Karla Reis

Karla Reis

quarta-feira, 13 de agosto de 2014

Heterônimo

Eu não sei me descrever e sequer imagino por que diabos me pediram pra fazer isso. De qualquer forma, me chamo João Massich. Nome brasileiro e sobrenome russo herdado do meu pai, que, assim como eu, não é grande homem e deve passar os dias numa cadeira de balanço. Tenho cinquenta e tantos anos. Cinquenta e oito, se me lembro bem.

Nasci em primeiro de abril, na capital do país. Na verdade, na periferia da capital. Não tenho irmãos e no começo meus pais até tentaram pagar uma boa escola para mim, mas o pouco-caso que fiz com os estudos, fez com que os dois mudassem de opinião. Tanto faz como tanto fez, que concluí a vida acadêmica – e demorei longos dezessete anos para isso – em uma escola pública em que os professores faziam tão pouco-caso quanto eu. Pra mim, aquilo era um alívio. O meu instinto autodidata me instruiu automaticamente assim que aprendi a ler e a escrever. O resto foi uma tortura.

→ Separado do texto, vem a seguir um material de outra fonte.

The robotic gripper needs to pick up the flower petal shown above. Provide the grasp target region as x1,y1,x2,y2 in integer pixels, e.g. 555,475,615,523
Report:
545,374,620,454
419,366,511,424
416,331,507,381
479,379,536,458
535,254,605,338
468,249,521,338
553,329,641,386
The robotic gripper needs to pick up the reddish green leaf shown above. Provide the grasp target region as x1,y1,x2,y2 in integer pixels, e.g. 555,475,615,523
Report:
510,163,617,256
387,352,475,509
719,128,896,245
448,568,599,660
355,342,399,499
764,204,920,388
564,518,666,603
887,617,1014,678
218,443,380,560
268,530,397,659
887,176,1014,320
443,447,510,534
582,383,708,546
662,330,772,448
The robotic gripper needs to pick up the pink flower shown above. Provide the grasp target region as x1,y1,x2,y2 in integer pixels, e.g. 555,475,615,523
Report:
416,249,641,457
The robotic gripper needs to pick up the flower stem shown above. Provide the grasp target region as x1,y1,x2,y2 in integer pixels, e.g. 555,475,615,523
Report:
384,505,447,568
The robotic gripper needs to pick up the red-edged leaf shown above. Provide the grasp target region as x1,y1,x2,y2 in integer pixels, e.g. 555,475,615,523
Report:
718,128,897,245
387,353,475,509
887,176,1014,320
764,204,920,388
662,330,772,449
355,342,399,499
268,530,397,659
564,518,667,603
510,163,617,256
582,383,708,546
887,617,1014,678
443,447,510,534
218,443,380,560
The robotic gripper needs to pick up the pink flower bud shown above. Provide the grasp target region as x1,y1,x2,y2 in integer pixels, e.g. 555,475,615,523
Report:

Um dos poucos momentos bons dos quais me recordo daquela época, tem a ver com um soco. Acertei a cara daquele gordo com toda a força que pude. Já não tinha amigos, aquilo fez com que me deixassem ser o esquisito em paz. No começo até me esforcei pra conseguir chegar perto ao menos de alguma garota que não fosse tão estranha quanto eu, mas não obtive sucesso e me contentei com a professora de matemática ou qualquer outra mulher que me chamasse atenção, por muitos anos, apenas em pensamento.

Aliás, acho que um ser vive daquilo que pensa. “Penso, logo existo”. Pensei a vida toda que conseguiria viver sozinho. Decidi que sairia de casa ao atingir a maioridade quando, pela enésima vez, meu pai me trancou no quarto, me bateu e, diferente das outras vezes, não chorei. Eu tinha chegado da escola cheirando a tabaco mas não tinha chegado perto, até aquele dia, de nenhuma droga. Tentei argumentar e foi em vão, foi aí que decidi escrever.

Hoje eu fumo os cigarros que meu dinheiro pode comprar e bebo aquilo que as moças dos balcões solitários me oferecem. A minha família é católica, mas o meu Deus é aquele – ou aquilo – que eu quero que seja nas linhas que escrevo. Gosto de ter ciência dos medos e riscos que me cercam. O conhecimento do fracasso e do que há de pior no ser humano que não pensa e não busca conhecimento, me poupe de andar no mesmo caminho. Posso ser um velho moribundo, sozinho e sem muito o que viver ainda, mas estou certo de que morrerei aliviado por saber que conheci ao menos um pouco de tudo que pude.

Uso a verdade para escrever e conseguir alguns trocados, algumas mulheres e algumas bebidas. Levo a vida assim. De mentira, já me basta o dia em que nasci.


- Karla Reis.


Nenhum comentário:

Postar um comentário

Let it be!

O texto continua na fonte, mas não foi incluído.